John Anderson of Variety wrote: "As impressive as the CG elements are in 'Chipwrecked,' they're a mixed blessing: The more lifelike the techies make the critters—Alvin (voiced by Justin Long), Theodore (Jesse McCartney) and Simon (Matthew Gray Gubler) —the more we're reminded they're rodents."
Michael Rechtshaffen of The Hollywood Reporter called it "Every bit as frantic, frenetic, groan-inducing and all around grating as its two predecessors."

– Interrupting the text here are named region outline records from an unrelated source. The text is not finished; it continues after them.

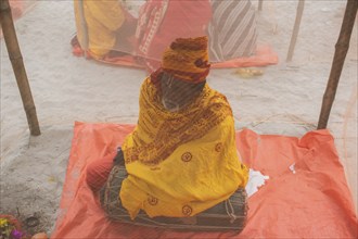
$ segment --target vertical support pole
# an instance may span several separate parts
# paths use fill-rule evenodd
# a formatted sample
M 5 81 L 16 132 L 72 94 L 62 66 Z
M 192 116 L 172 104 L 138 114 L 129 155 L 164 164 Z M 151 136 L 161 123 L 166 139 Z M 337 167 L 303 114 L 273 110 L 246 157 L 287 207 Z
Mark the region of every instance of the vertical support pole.
M 357 0 L 347 0 L 345 14 L 341 27 L 338 40 L 335 45 L 335 52 L 331 67 L 330 78 L 327 84 L 322 100 L 321 113 L 317 129 L 327 128 L 327 123 L 331 113 L 332 104 L 335 98 L 336 89 L 340 83 L 342 68 L 349 48 L 350 36 L 356 21 L 358 10 Z
M 298 0 L 296 20 L 295 20 L 295 25 L 293 27 L 293 32 L 292 32 L 292 36 L 291 36 L 291 42 L 290 42 L 290 47 L 289 47 L 286 62 L 291 62 L 292 58 L 293 58 L 293 52 L 295 50 L 297 36 L 298 36 L 298 32 L 299 32 L 301 20 L 302 20 L 302 15 L 304 13 L 304 7 L 305 7 L 305 0 Z
M 263 11 L 263 1 L 264 0 L 258 0 L 258 11 Z
M 7 43 L 9 58 L 16 77 L 16 83 L 23 101 L 30 134 L 31 136 L 39 136 L 41 131 L 37 120 L 36 108 L 28 84 L 23 56 L 21 54 L 14 23 L 11 15 L 9 0 L 0 0 L 0 24 L 3 38 Z
M 80 20 L 80 30 L 82 34 L 82 40 L 78 41 L 81 49 L 85 52 L 85 58 L 88 58 L 88 53 L 87 50 L 89 49 L 89 37 L 88 37 L 88 27 L 87 27 L 87 22 L 86 22 L 86 17 L 85 17 L 85 0 L 77 0 L 78 1 L 78 14 L 79 14 L 79 20 Z M 79 40 L 79 39 L 78 39 Z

Cross described Chipwrecked as "literally without question, the most unpleasant experience I've ever had in my professional life." He accused an unidentified female producer of mistreating him. He was also "forced at legal gunpoint" to spend a week shooting footage on a Carnival Cruise, which Cross argued was unnecessary since he had no lines and was unrecognizable in a pelican suit. The comments cost Cross a $150,000 bonus for violating his non-disparagement clause by discussing his grievances publicly.

===Accolades===
- 2012 BMI Film & TV Awards: Film Music Award for Mark Mothersbaugh (winner)
- 2012 Kids' Choice Awards: Favorite Movie (winner)
- 2012 Teen Choice Awards: Choice Movie Voice for Jesse McCartney (nominated)

==Soundtrack==

Alvin and the Chipmunks: Chipwrecked: Music from the Motion Picture is the licensed soundtrack based on the film. It was released on November 15, 2011, by Atlantic Records. Released to US Target stores, a limited-edition version of the soundtrack was released containing four exclusive bonus tracks. iTunes and Amazon.com released a deluxe edition available only on digital download containing three bonus tracks.

==Sequel==

In June 2013, 20th Century Fox announced a sequel, Alvin and the Chipmunks: The Road Chip, which was released on December 18, 2015. On December 18, 2014, however, it was announced for a December 23, 2015 release. The cast reprised their roles for the film, excluding Poehler and Cross.